Capítulo 156 — A escolha vai ser dele
Henry Reeves
Augustus mantinha os olhos nos meus antes de continuar.
— Porque ele vai acordar. E quando ele abrir os olhos, vai perceber que deve a vida a você e aos homens que invadiram aquele galpão. — meu amigo concluiu.
Fiquei em silêncio por alguns instantes, deixando as ideias se assentarem no meu cérebro. Eu passei a última semana inteira desejando que o Samuel sumisse do mapa. Aquele viciado desgraçado roubou a paz da minha mulher, extorquiu o pouco dinheiro que ela tinha, levantou a mão para a irmã e hoje quase a entregou de bandeja para ser estuprada por um traficante asqueroso.
O meu primeiro instinto quando pisei naquele cais foi querer que ele sangrasse até a última gota naquele chão frio.
Mas a realidade não era tão simples. A dor da Sara era a minha dor. Se aquele moleque morresse na sarjeta, a culpa e o luto corroeriam a alma da minha garota pelo resto dos dias dela. E eu a amava demais para permitir que o fantasma do irmão destruísse o futuro que eu planejava construir ao lado dela.
Ergui a cabeça, sustentando o olhar atento dos meus amigos.
— Eu vou manter o moleque vivo. Vou bancar a melhor equipe médica de São Francisco para garantir que ele se recupere fisicamente de cada uma dessas fraturas. Não por consideração àquele crápula... Mas pela Sara.
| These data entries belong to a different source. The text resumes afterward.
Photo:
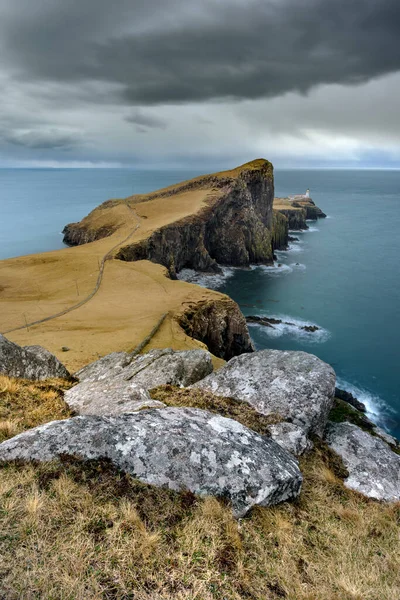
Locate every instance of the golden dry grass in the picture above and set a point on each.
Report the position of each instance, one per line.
(83, 531)
(76, 531)
(131, 299)
(25, 404)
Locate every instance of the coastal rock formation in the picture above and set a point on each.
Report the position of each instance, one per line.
(119, 383)
(30, 362)
(374, 469)
(291, 437)
(296, 216)
(234, 229)
(295, 385)
(174, 448)
(280, 231)
(220, 325)
(313, 212)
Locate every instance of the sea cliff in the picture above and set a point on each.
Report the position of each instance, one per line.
(234, 228)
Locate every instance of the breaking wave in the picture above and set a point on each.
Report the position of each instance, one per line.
(292, 327)
(377, 409)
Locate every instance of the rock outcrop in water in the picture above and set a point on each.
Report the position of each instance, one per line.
(220, 325)
(30, 362)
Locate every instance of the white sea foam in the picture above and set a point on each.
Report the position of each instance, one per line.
(212, 281)
(292, 327)
(278, 269)
(377, 409)
(295, 247)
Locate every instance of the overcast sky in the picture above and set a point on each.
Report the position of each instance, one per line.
(199, 82)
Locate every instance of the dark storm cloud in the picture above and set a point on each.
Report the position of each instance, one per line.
(43, 139)
(160, 52)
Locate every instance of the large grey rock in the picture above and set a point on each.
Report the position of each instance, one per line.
(31, 362)
(119, 383)
(374, 470)
(296, 385)
(291, 437)
(108, 366)
(177, 448)
(386, 437)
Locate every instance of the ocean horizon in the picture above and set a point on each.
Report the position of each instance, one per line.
(340, 275)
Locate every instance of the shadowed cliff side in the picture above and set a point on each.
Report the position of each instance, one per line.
(234, 228)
Por ela e unicamente por ela.
Adrian deu um meio sorriso aprovador, assentindo com a cabeça.
— Essa é a postura certa, irmão.
— Mas tem uma condição inegociável — continuei, a minha voz saindo com a firmeza cortante de uma sentença irrevogável. — No segundo em que os médicos derem alta da UTI e tirarem aquele tubo da garganta dele, o Samuel não pisa mais os pés nesta cidade. Ele não volta para a rua, não volta para as companhias podres dele e não chega a menos de dez quilômetros da Sara.
Lucas inclinou o corpo para a frente, curioso.
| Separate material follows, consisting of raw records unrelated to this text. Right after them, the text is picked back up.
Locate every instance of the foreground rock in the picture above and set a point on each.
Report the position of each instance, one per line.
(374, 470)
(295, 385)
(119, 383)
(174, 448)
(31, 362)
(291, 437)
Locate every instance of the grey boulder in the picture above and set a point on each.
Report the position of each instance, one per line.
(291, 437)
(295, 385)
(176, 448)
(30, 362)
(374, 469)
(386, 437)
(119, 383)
— E qual é o seu plano exato para ele, Henry?
— Eu vou enfiar aquele moleque em uma clínica de reabilitação fechada de altíssimo nível fora do estado — afirmei, batendo o punho fechado contra a própria palma. — Um centro de tratamento intensivo no meio do nada, com isolamento absoluto, segurança armada na portaria e equipe médica multidisciplinar 24 horas por dia. Se ele quiser ter uma segunda chance de respirar nesta vida, vai ter que encarar a desintoxicação na marra, passar pela dor da abstinência e aprender a ser homem. Se ele aceitar se tratar de verdade e provar que quer mudar, eu mantenho os custos e garanto a recuperação dele. Mas se ele tentar fugir ou der um único passo em falso para trás... Ele vai estar por conta própria e a polícia vai reabrir a ficha criminal dele sem piedade.
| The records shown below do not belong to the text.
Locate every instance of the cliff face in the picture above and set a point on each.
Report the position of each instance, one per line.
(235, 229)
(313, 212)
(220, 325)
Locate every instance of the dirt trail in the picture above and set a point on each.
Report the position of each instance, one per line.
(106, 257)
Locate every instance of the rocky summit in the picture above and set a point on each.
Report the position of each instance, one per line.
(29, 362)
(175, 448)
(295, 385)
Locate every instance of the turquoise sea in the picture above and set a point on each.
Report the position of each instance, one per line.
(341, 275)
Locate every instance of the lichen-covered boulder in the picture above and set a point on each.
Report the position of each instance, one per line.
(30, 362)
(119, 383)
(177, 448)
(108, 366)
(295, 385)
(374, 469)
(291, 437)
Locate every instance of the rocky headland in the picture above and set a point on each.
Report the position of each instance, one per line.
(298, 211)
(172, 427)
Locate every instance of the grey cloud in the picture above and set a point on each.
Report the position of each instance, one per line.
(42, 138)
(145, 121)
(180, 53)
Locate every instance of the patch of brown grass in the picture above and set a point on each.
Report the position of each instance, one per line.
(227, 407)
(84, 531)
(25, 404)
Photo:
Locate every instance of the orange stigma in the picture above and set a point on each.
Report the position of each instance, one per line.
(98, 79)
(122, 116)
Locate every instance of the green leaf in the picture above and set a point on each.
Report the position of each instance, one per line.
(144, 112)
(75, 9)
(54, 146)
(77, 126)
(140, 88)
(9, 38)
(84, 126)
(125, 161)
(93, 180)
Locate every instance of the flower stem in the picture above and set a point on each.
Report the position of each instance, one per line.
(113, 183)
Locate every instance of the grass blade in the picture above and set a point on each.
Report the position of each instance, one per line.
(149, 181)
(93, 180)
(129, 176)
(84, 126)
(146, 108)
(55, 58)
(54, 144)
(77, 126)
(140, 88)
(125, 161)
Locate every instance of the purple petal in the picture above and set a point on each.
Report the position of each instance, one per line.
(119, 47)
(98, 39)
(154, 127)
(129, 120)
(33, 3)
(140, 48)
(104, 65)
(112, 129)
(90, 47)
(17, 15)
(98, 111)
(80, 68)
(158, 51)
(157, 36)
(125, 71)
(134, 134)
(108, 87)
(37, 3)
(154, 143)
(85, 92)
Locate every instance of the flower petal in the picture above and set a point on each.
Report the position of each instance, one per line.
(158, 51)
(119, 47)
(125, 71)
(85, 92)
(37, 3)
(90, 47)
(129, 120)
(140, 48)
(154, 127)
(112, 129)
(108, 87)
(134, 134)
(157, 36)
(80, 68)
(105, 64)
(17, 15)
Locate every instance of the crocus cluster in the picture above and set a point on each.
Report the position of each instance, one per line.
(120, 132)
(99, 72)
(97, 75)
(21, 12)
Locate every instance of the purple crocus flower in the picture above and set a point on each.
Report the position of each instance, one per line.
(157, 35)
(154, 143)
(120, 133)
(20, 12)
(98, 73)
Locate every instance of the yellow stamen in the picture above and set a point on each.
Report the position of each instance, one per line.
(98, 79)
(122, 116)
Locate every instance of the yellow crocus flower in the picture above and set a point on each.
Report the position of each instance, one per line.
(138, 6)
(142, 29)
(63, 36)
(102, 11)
Thomas abriu um sorriso de canto, assentindo com aprovação.
— Eu conheço a instituição perfeita para isso, Reeves. O Alex mantém convênios e protocolos de segurança com uma fazenda de recuperação clínica e neurológica nas montanhas do Colorado. O acesso é estritamente controlado por biometria, não entra uma grama de substância ilícita nem por reza brava e os caras têm especialistas em reabilitação física para traumas graves. É o lugar perfeito para reconstruir um sujeito quebrado física e mentalmente.
— É exatamente disso que nós precisamos — respondi, sentindo que finalmente tínhamos um plano sólido e humano nas mãos. — Quando chegar a hora certa, eu mesmo vou até o quarto dele naquele hospital. Vou olhar dentro dos olhos daquele moleque, mostrar o raio-x do estrago que fizeram no corpo dele e colocar a proposta na mesa. Vai ser a clínica ou o cemitério. A escolha vai ser dele.
— E a Sara vai concordar com isso? — Adrian perguntou com cautela.